Overconfident about overconfidence
In 1995 Werner De Bondt and Richard Thaler wrote “Perhaps the most robust finding in the psychology of judgment and choice is that people are overconfident.” They are hardly been alone in making such a proclamation. And looking at the evidence, they seem to have a case. Take the following examples:
- When asked to estimate the length of the Nile by providing a range the respondent is 90% sure contains the correct answer, the estimate typically contains the correct answer only 50% of the time.
- PGA golfers typically believe they sink around 75% of 6 foot putts - some even believe they sink as many as 85% - when the average is closer to 55%.
- 93% of American drivers rate themselves as better than average. 25% of high school seniors believe they are in the top 1% in ability to get along with others.
There is a mountain of similar examples, all seemingly making the case that people are generally overconfident.
But despite all being labelled as showing overconfidence, these examples are actually quite different. As pointed out by Don Moore and Paul Healy in “The Trouble with Overconfidence” (pdf), several different phenomena are being captured. Following Moore and Healy, let’s call them overprecision, overestimation and overplacement.
Overprecision is the tendency to believe that our predictions or estimates are more accurate than they actually are. The typical study seeking to show overprecision asks for someone to give confidence ranges for their estimates, such as estimating the length of the Nile. The evidence that we are overprecise is relatively robust (although I have to admit I haven’t seen any tests asking for 10% confidence intervals).
Overestimation is the belief that we can perform at a level beyond that which we realistically can (I tend to think of this as overoptimism). The evidence here is more mixed. When attempting a difficult task such as a six foot putt, we typically overestimate. But on easy tasks, the opposite is often the case - we tend underestimate our performance. Whether over or underestimation occurs depends upon the domain.
Overplacement is the erroneous relative judgment that we are better than others. Obviously, we cannot all be better than average. But this relative judgment, like overestimation, tends to vary with task difficulty. For easy tasks, such as driving a car, we overplace and consider ourselves better than most. But as Phil Rosenzweig points out in his book Left Brain, Right Stuff (which contains a great summary of Moore and Healy’s paper), ask people where they rate for a skill such as drawing, and most people will rate themselves as below average. People don’t suffer from pervasive overplacement. Whether they overplace depends on what the situation is.
You might note from the above that we tend to both underestimate and overplace our performance on easy tasks. We can also overestimate but underplace our performance on difficult tasks.
So are we both underconfident and overconfident at the same time? The blanket term of overconfidence does little justice to what is actually occurring.

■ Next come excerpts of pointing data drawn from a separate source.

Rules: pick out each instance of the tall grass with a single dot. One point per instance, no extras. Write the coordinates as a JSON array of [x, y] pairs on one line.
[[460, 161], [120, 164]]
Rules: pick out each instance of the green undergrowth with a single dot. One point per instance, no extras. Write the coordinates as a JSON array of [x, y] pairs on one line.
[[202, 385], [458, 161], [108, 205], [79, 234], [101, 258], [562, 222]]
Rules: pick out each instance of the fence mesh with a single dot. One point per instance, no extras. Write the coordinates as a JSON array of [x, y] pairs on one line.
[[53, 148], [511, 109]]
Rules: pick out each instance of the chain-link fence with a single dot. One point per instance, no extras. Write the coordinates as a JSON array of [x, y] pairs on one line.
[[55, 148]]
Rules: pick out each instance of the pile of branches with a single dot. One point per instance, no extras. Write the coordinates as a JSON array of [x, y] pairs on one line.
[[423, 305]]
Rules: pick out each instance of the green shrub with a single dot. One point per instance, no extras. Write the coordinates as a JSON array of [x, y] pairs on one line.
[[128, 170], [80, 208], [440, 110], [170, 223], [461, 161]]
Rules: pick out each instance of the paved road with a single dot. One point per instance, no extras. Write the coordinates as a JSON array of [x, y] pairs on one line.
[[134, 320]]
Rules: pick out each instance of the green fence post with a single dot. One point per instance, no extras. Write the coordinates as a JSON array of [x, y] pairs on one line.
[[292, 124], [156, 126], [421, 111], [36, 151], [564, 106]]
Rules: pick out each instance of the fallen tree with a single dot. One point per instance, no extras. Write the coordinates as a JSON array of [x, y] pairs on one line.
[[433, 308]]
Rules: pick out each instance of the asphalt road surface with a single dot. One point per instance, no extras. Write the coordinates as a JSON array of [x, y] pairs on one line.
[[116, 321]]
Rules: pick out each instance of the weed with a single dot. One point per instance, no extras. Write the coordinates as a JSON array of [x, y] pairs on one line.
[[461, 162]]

Moore and Healy’s explanation for what is going on is these situations is that, after performing a task, we have imperfect information about our own performance, and even less perfect information about that of others. As Rosenzweig puts it, we are myopic, which is a better descriptor of what is going on than saying we are biased.
Consider an easy task. We do well because it is easy. But because we imperfectly assess our performance, our assessment is regressive - that is, it tends to revert to the typical level of performance. Since we have even less information about others, our assessment of them is even more regressive. The net result is we believe we performed worse than we actually did but better than others.
Rosenzweig provides a couple of more intuitive examples of myopia at work. Taking one, we know about our excellent driving record and that there are plenty of people out there who die in car accidents. With a narrow view of that information, it seems logical to place yourself above average.
But when considering whether we are an above or below average juggler, the knowledge of our own ineptitude and the knowledge of the existence of excellent jugglers makes for a myopic assessment of being below average. In one example Rosenzweig cites, 94% of students believed they would be below average in a quiz on indigenous Amazon vegetation - hardly a tendency for overplacement, but rather the result of myopic consideration of the outcomes from a difficult task.
The conflation of these different effects under the umbrella of overconfidence often plays out in stories of how overconfidence (rarely assessed before the fact) led to someone’s fall. Evidence that people tend to believe they are better drivers than average (overplacement) is not evidence that overconfidence led someone to pursue a disastrous corporate merger (overestimation). Evidence that people tend to be overprecise in estimating the year of Mozart’s birth is not evidence that hubris led the US into the Bay of Pigs fiasco.
Putting this together, the claims we are systematically overconfident can be somewhat overblown and misapplied. I am not sure Moore and Healy’s labelling is the best available, but recognising the differing forces are at play seems important in understanding how “overconfidence” affects our decisions.